The executive director of the Retail Association of Maine, Curtis Picard, said it’s important to note that the 18-year-olds who are allowed to buy tobacco products “are not juveniles.”
“That is the crux of this bill,” he said. “At age 18, a person is a legal adult and has the right to cast a vote and to serve our nation in the military. We believe they also have the right to choose to purchase and use these products.”
“Every day, we all make choices that other people may find objectionable. I should probably choose the salad instead of the french fries or choose the water instead of the soda,” he said. “As adults, we get to make those choices and I believe the same should apply to tobacco products.”
Davis said, though, that tobacco is different.
“Tobacco is the only product that, when used as intended, causes addiction, disease and death,” the senator said.
“I know this personally. When I left the Army, I was heavily addicted to tobacco, smoking two packs a day,” he said, adding that he lost both his father and brother to lung cancer.
“My generation, and that of many of us in this room, has been gripped by the addiction of tobacco,” he said. “Many of us started smoking before the dangers of smoking were well-known, before the tobacco industry was caught lying to Congress about the health effects and addictive nature of tobacco.”

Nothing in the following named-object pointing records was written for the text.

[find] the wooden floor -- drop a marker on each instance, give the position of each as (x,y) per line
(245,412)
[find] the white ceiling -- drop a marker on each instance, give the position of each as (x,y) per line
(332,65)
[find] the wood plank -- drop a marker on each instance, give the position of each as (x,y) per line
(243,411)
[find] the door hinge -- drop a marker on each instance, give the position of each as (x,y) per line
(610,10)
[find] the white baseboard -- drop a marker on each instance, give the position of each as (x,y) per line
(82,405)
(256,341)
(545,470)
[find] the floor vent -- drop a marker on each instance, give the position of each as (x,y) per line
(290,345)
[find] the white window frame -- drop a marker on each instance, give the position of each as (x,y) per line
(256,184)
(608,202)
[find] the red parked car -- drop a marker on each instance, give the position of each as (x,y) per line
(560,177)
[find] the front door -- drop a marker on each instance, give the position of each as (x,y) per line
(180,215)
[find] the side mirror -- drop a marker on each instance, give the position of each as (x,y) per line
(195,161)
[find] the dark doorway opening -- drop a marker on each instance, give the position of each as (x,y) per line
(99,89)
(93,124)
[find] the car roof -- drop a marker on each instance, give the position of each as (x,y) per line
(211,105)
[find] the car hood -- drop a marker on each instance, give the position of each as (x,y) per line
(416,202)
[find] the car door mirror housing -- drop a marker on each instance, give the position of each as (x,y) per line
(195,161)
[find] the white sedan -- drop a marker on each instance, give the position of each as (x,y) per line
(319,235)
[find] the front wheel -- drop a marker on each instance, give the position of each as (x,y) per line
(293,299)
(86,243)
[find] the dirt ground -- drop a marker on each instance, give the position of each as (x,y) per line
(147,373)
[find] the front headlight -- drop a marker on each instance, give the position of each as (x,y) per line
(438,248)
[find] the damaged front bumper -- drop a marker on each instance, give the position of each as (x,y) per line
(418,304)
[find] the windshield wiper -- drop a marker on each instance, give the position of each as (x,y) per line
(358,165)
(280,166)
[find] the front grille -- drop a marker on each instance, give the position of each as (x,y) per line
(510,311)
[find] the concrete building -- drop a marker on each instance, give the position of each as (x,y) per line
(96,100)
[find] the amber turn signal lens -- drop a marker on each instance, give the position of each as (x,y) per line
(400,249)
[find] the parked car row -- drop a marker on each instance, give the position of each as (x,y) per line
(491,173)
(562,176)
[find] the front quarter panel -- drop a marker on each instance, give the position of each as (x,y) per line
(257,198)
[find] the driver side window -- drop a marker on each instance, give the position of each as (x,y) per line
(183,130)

Alyssa Murray, a senior at the Maine College of Art, said raising the age may cause young people to think twice before starting to use tobacco.
“This deadly drug is killing our future,” she told legislators. “Let’s lower the statistics by increasing the sales age from 18 to 21, not only to decrease the rate of Maine smokers but also to improve the overall health and well-being of today’s youth.”
She said that since Portland’s ordinance went into effect, she’s seen that friends younger than 21 “have had a harder time accessing tobacco. It is my sincere hope that the inconvenience that is leading them to smoke less, will eventually inspire them to quit.”
Legislators are considering a bill that would raise the minimum age to 21 for buying and consuming tobacco products in Maine.